Bizi Takip Edin

AVRUPA

AMB Başkanı Lagarde’dan ‘birlik’ çağrısı: Vidalar sıkılıyor 

Yayınlanma

Avrupa Merkez Bankası (AMB) Başkanı ve eski IMF Başkanı Christine Lagarde, Council on Foreign Relations’ta (CFR) dikkat çekici bir konuşma yaptı.

‘Çokkutupluluk gerçeği’ni kabullenmiş görünen Lagarde, jeopolitik gerilimlerin arttığını, dünya ekonomisinde bloklaşmanın perçinlendiğini belirterek, merkez bankalarının geleceğini masaya yatırıyor.

Küresel ekonominin bir değişim döneminden geçtiğini savunan Lagarde, Ukrayna savaşına, enerjinin silah haline getirilmesine, enflasyonun ‘ani artışına’ ve ABD ile Çin arasında büyüyen düşmanlığa dikkat çekerek, ‘jeopolitiğin tektonik levhalarının daha hızlı yer değiştirdiğini’ söylüyor.

Lagarde’a göre küresel ekonominin, birbiriyle rekabet eden bloklara bölündüğü bir döneme şahitlik ediyoruz: Her blok, dünyanın geri kalanını kendi stratejik çıkarlarına ve değerlerine yakınlaşması çekiştirmektedir.
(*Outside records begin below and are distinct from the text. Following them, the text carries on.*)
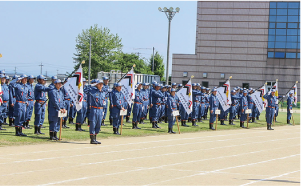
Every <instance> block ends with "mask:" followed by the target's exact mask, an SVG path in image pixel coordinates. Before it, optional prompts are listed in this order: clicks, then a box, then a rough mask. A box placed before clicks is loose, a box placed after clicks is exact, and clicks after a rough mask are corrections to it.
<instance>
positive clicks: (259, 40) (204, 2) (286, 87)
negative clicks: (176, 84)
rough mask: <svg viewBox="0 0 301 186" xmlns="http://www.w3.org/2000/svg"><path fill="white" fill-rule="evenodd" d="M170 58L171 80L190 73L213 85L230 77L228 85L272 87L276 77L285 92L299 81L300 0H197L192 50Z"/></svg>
mask: <svg viewBox="0 0 301 186" xmlns="http://www.w3.org/2000/svg"><path fill="white" fill-rule="evenodd" d="M172 62H173V65H172V82H177V83H185V82H186V80H188V79H189V77H190V76H191V75H193V76H194V79H193V82H196V83H201V84H202V85H203V86H206V87H214V86H219V85H220V84H222V83H224V82H225V80H226V79H227V78H228V77H229V76H232V77H233V78H232V79H231V86H232V87H234V86H235V87H236V86H240V87H247V88H249V87H252V88H258V87H260V86H262V85H263V84H264V83H265V82H267V83H268V88H270V87H271V86H272V85H273V84H274V82H275V81H276V79H278V82H279V94H280V95H282V94H285V93H286V92H287V91H288V90H289V89H290V88H291V87H292V86H293V85H294V83H295V82H296V81H300V80H301V79H300V75H301V0H215V1H214V0H198V3H197V29H196V45H195V54H173V60H172ZM300 86H301V85H300ZM298 92H300V94H301V91H298ZM299 98H301V97H300V95H299Z"/></svg>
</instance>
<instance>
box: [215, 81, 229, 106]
mask: <svg viewBox="0 0 301 186" xmlns="http://www.w3.org/2000/svg"><path fill="white" fill-rule="evenodd" d="M216 97H217V99H218V101H219V104H220V105H221V106H222V108H223V110H224V111H226V110H227V109H229V108H230V105H229V104H228V99H227V98H228V97H227V94H226V90H225V87H218V88H217V91H216ZM230 100H231V99H230Z"/></svg>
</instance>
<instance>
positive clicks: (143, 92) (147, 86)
mask: <svg viewBox="0 0 301 186" xmlns="http://www.w3.org/2000/svg"><path fill="white" fill-rule="evenodd" d="M142 95H143V103H142V107H143V111H142V117H141V120H140V123H141V124H144V122H143V120H145V119H147V113H148V109H149V83H144V84H143V89H142Z"/></svg>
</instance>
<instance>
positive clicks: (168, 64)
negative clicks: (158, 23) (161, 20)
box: [158, 7, 180, 85]
mask: <svg viewBox="0 0 301 186" xmlns="http://www.w3.org/2000/svg"><path fill="white" fill-rule="evenodd" d="M158 10H159V11H160V12H164V13H165V15H166V17H167V19H168V41H167V61H166V85H168V81H169V75H168V73H169V72H168V71H169V45H170V24H171V20H172V18H173V17H174V16H175V15H176V13H179V12H180V8H179V7H177V8H176V10H175V11H174V9H173V7H170V8H169V9H168V8H166V7H164V8H163V9H162V8H161V7H159V8H158Z"/></svg>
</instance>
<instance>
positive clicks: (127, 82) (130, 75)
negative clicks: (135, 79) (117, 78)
mask: <svg viewBox="0 0 301 186" xmlns="http://www.w3.org/2000/svg"><path fill="white" fill-rule="evenodd" d="M134 75H135V74H134V70H133V68H132V69H131V70H130V71H129V72H128V73H127V74H126V75H125V76H124V77H123V78H122V79H121V80H120V82H119V83H120V84H121V86H122V88H121V92H122V93H123V95H124V96H125V99H126V101H127V102H128V104H129V105H130V104H131V102H132V99H134V98H135V82H134Z"/></svg>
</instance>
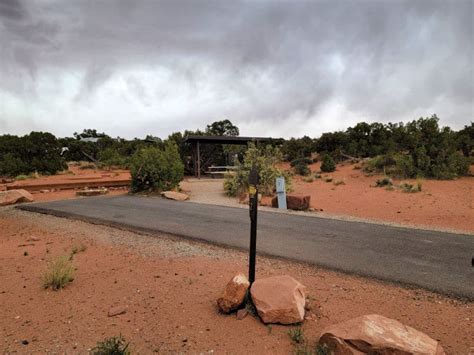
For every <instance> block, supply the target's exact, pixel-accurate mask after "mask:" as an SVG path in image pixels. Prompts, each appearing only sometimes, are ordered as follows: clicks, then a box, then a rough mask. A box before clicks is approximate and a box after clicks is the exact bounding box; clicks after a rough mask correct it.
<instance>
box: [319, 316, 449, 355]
mask: <svg viewBox="0 0 474 355" xmlns="http://www.w3.org/2000/svg"><path fill="white" fill-rule="evenodd" d="M319 344H321V345H325V346H327V347H328V349H329V352H330V353H331V354H349V355H350V354H394V355H405V354H427V355H444V354H445V352H444V350H443V348H442V347H441V345H440V344H439V343H438V342H437V341H436V340H433V339H431V338H430V337H429V336H428V335H426V334H424V333H422V332H420V331H418V330H416V329H414V328H411V327H409V326H406V325H404V324H402V323H400V322H398V321H396V320H394V319H390V318H386V317H383V316H381V315H378V314H371V315H365V316H362V317H358V318H354V319H351V320H349V321H346V322H342V323H339V324H336V325H333V326H330V327H329V328H327V329H325V330H323V332H322V336H321V338H320V339H319Z"/></svg>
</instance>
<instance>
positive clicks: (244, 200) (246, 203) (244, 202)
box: [239, 194, 249, 205]
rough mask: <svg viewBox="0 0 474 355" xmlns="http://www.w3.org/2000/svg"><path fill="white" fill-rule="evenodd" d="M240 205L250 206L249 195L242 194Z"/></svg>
mask: <svg viewBox="0 0 474 355" xmlns="http://www.w3.org/2000/svg"><path fill="white" fill-rule="evenodd" d="M239 203H241V204H242V205H248V204H249V194H241V195H240V196H239Z"/></svg>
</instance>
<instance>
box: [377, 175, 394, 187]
mask: <svg viewBox="0 0 474 355" xmlns="http://www.w3.org/2000/svg"><path fill="white" fill-rule="evenodd" d="M392 185H393V180H392V179H391V178H389V177H388V176H384V177H383V178H381V179H377V181H376V182H375V186H376V187H384V186H392Z"/></svg>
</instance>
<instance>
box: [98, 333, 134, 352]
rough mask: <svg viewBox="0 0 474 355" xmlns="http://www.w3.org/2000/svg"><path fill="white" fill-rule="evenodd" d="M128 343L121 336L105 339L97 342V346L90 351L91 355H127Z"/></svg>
mask: <svg viewBox="0 0 474 355" xmlns="http://www.w3.org/2000/svg"><path fill="white" fill-rule="evenodd" d="M129 346H130V343H128V342H127V341H126V340H125V338H124V337H123V336H121V335H120V336H118V337H111V338H106V339H105V340H103V341H99V342H97V345H96V346H95V347H94V348H93V349H92V350H91V354H93V355H129V354H131V352H130V350H129Z"/></svg>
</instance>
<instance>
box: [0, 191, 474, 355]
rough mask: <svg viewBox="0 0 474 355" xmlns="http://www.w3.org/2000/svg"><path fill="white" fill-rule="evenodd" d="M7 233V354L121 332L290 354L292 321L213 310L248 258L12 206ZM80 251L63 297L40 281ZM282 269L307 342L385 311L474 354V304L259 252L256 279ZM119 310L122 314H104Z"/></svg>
mask: <svg viewBox="0 0 474 355" xmlns="http://www.w3.org/2000/svg"><path fill="white" fill-rule="evenodd" d="M347 186H350V185H349V184H348V185H347ZM338 188H339V187H338ZM0 230H1V233H0V280H1V282H0V305H1V315H2V316H1V317H0V352H2V353H10V352H19V353H37V352H51V353H85V352H86V351H87V350H89V349H91V348H92V347H93V346H94V345H95V344H96V342H97V341H99V340H102V339H104V338H105V337H110V336H117V335H119V334H122V335H123V336H124V337H125V338H126V339H127V340H129V341H130V342H131V348H132V350H133V351H134V352H139V353H151V352H161V353H177V352H187V353H211V352H217V353H242V354H248V353H258V354H262V353H268V354H277V353H278V354H280V353H281V354H288V353H291V352H292V350H293V349H294V346H293V345H292V344H291V341H290V339H289V337H288V335H287V332H288V329H289V327H287V326H280V325H273V326H265V325H263V324H262V323H260V322H259V321H258V320H257V319H256V318H254V317H252V316H250V315H249V316H247V317H246V318H245V319H243V320H237V319H236V317H235V315H222V314H219V313H218V311H217V308H216V304H215V301H216V299H217V298H218V297H219V295H220V293H221V291H222V289H223V288H224V286H225V284H226V283H227V282H228V280H229V279H230V278H231V277H232V276H233V275H234V274H235V273H236V272H238V271H243V272H244V273H245V272H246V268H247V258H246V254H245V253H242V252H238V251H232V250H228V249H222V248H218V247H214V246H209V245H206V244H200V243H194V242H190V241H184V240H180V239H177V238H172V237H169V236H166V235H155V236H148V235H141V234H135V233H131V232H125V231H121V230H117V229H114V228H110V227H105V226H96V225H91V224H87V223H84V222H79V221H71V220H66V219H60V218H56V217H52V216H45V215H39V214H33V213H27V212H22V211H18V210H15V209H13V208H10V207H7V208H3V209H1V210H0ZM81 245H85V246H86V250H85V251H83V252H79V253H78V254H76V255H75V256H74V258H73V262H74V265H75V267H76V268H77V272H76V277H75V279H74V281H73V282H72V283H70V284H69V285H68V286H67V287H66V288H65V289H63V290H61V291H57V292H54V291H50V290H44V289H43V288H42V287H41V283H40V276H41V274H42V273H43V272H44V270H45V269H46V267H47V264H48V262H50V261H51V260H52V259H54V258H55V257H57V256H60V255H68V254H70V253H71V250H72V248H73V246H81ZM25 252H26V254H27V255H25ZM281 274H288V275H291V276H293V277H295V278H296V279H298V280H300V281H301V282H302V283H303V284H305V285H306V286H307V288H308V293H309V307H310V310H309V312H308V316H309V318H310V319H308V320H306V321H305V322H304V324H303V325H302V328H303V330H304V332H305V335H306V337H307V339H308V341H309V343H310V344H313V343H314V342H315V341H316V339H317V338H318V336H319V335H320V333H321V331H322V329H323V328H324V327H326V326H328V325H330V324H334V323H337V322H341V321H345V320H348V319H351V318H353V317H357V316H360V315H363V314H371V313H378V314H382V315H384V316H387V317H390V318H395V319H397V320H399V321H401V322H403V323H405V324H407V325H410V326H412V327H415V328H417V329H419V330H421V331H423V332H425V333H427V334H428V335H429V336H431V337H433V338H434V339H438V340H439V341H440V342H441V344H442V345H443V347H444V348H445V350H446V351H447V353H448V354H469V353H473V352H474V338H473V334H474V325H473V324H474V323H473V319H474V309H473V303H470V302H463V301H459V300H455V299H450V298H447V297H444V296H439V295H436V294H433V293H430V292H426V291H422V290H418V289H405V288H401V287H397V286H395V285H390V284H384V283H380V282H378V281H373V280H367V279H363V278H358V277H352V276H347V275H343V274H340V273H335V272H328V271H325V270H322V269H319V268H316V267H310V266H306V265H301V264H297V263H290V262H286V261H282V260H274V259H269V258H263V257H258V260H257V277H265V276H270V275H281ZM115 306H119V307H124V308H125V309H126V313H125V314H122V315H118V316H114V317H108V315H107V313H108V311H109V309H110V308H111V307H115Z"/></svg>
Lagarde, bu bölünmenin, dünyanın en büyük iki ekonomisi tarafından yönetilen iki blok etrafında birleşebileceğini düşünüyor.

AMB Başkanı, bu tektonik kaymadan merkez bankalarının payına ne düşeceğini araştırıyor. One göre, merkez bankalarının siyasetlerini belirlediği çevrede iki ana sonuç ortaya çıkıyor: Birincisi, küresel tedarik esnekliği azaldıkça daha fazla istikrarsızlık görebiliriz; ikincisi, jeopolitik gerilimler tırmandıkça daha fazla ‘çokkutupluluk’ meydana gelebilir.

Soğuk Savaş sonrası dünyanın sonu

Christine Lagarde, Sovyetler Birliği’nin dağılmasından sonraki dünyayı şöyle resmediyor: “Soğuk Savaş sonrası dönemde dünya oldukça elverişli bir jeopolitik ortamdan yararlandı. Amerika Birleşik Devletleri’nin hegemonik liderliği altında, kurallara dayalı uluslararası kurumlar gelişti ve küresel ticaret genişledi. Bu durum küresel değer zincirlerinin derinleşmesine ve Çin’in dünya ekonomisine katılmasıyla birlikte küresel işgücü arzında büyük bir artışa yol açtı.”

Bu tabloda küresel tedarik zincirleri, yerel talebe karşı daha ‘esnek’ olabiliyor ve uzun süren bir göreli düşük ve istikrarlı enflasyonu garanti altına alabiliyordu.

Buna paralel olarak, ‘bağımsız’ merkez bankalarının arz tarafındaki aksaklıklara çok fazla dikkat etmek zorunda kalmadan talebi yönlendirerek enflasyonu istikrara kavuşturmaya odaklanabileceği bir politika çerçevesi oluşmuştu.

Ama Lagarde, bu göreceli istikrar döneminin yerini şimdi daha düşük büyüme, daha yüksek maliyetler ve daha belirsiz ticari ortaklıklarla sonuçlanan kalıcı bir istikrarsızlığa bıraktığını kabul ediyor.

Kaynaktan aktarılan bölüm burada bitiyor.